The Assistant Connect program is meant to make it cheaper and easier to integrate the digital helper in devices.

It's hard to imagine but Assistant is just two and a half years old (officially anyway), and it's finding its own identity. Assistant is on track to be on a billion devices by the end of January, and is in 80 countries and almost 30 languages. But Google isn't done trying to squeeze Assistant into everything imaginable, and is launching a new program to make it cheaper and easier for companies to integrate the digital helper. It's introducing a preview of the Google Assistant Connect platform today at CES 2019, which uses existing smart home platforms to expand to new device types.

To show companies what can be done with the Connect platform, Google showed off two rudimentary devices at the show -- a smart button and a palm-sized e-ink screen. You can set up the button to perform your favorite Assistant routine whenever you press it, and it will communicate with your smart speaker or display to carry out that task. You could stick one in your garage, for instance, and have it close your door, turn on your lights and start your music at a push.

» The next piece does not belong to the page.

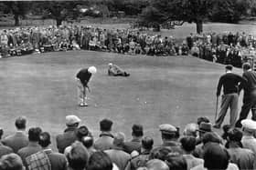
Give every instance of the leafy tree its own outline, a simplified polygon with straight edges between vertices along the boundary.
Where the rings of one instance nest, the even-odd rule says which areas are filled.
[[[30,4],[24,1],[5,1],[2,2],[2,5],[5,6],[5,13],[14,15],[15,25],[19,25],[20,18],[24,18],[29,12]]]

The e-ink device does a bit more -- you can configure it to display your upcoming calendar events, the weather forecast or your commute details. It also has a button onboard to run your favorite action or routine, like the standalone button.

To be clear, these are extremely basic proof-of-concept devices -- and they certainly felt very unfinished. The button is housed in a cardboard body, while the e-ink screen was literally rough around the edges. They didn't even seem to be working at all during our demo, though the button did glow red when I pressed it. But Google isn't planning on actually selling these things itself -- they're meant to show other manufacturers what's within the realm of possibility.

These things also don't have their own processors, and aren't meant to. Assistant Connect devices are intended to be simple to set up and inexpensive to make, so components like chips aren't part of the program. Instead, they communicate with your smart speaker, display or even perhaps your phone over Bluetooth, and the processing happens on those linked gadgets instead.

It might be easy to dismiss these flimsy prototypes as unnecessary, but I can see the appeal, especially of the smart button. There are routines I perform extremely frequently, like turning everything in my apartment off at once. Having a button by my door to do that at a press is much more convenient than asking Assistant, waiting for it to listen, then saying my command.

More details on Assistant Connect will be shared at Google I/O, and right now it's a bit too early to tell if the platform has a shot at success. From what we can see so far though, one thing is clear: Google is going to squeeze Assistant into everything it can, so there's no room for Alexa or Siri to creep in.

We'll have more to share about Assistant Connect and how device makers can gain access to the technology later this year.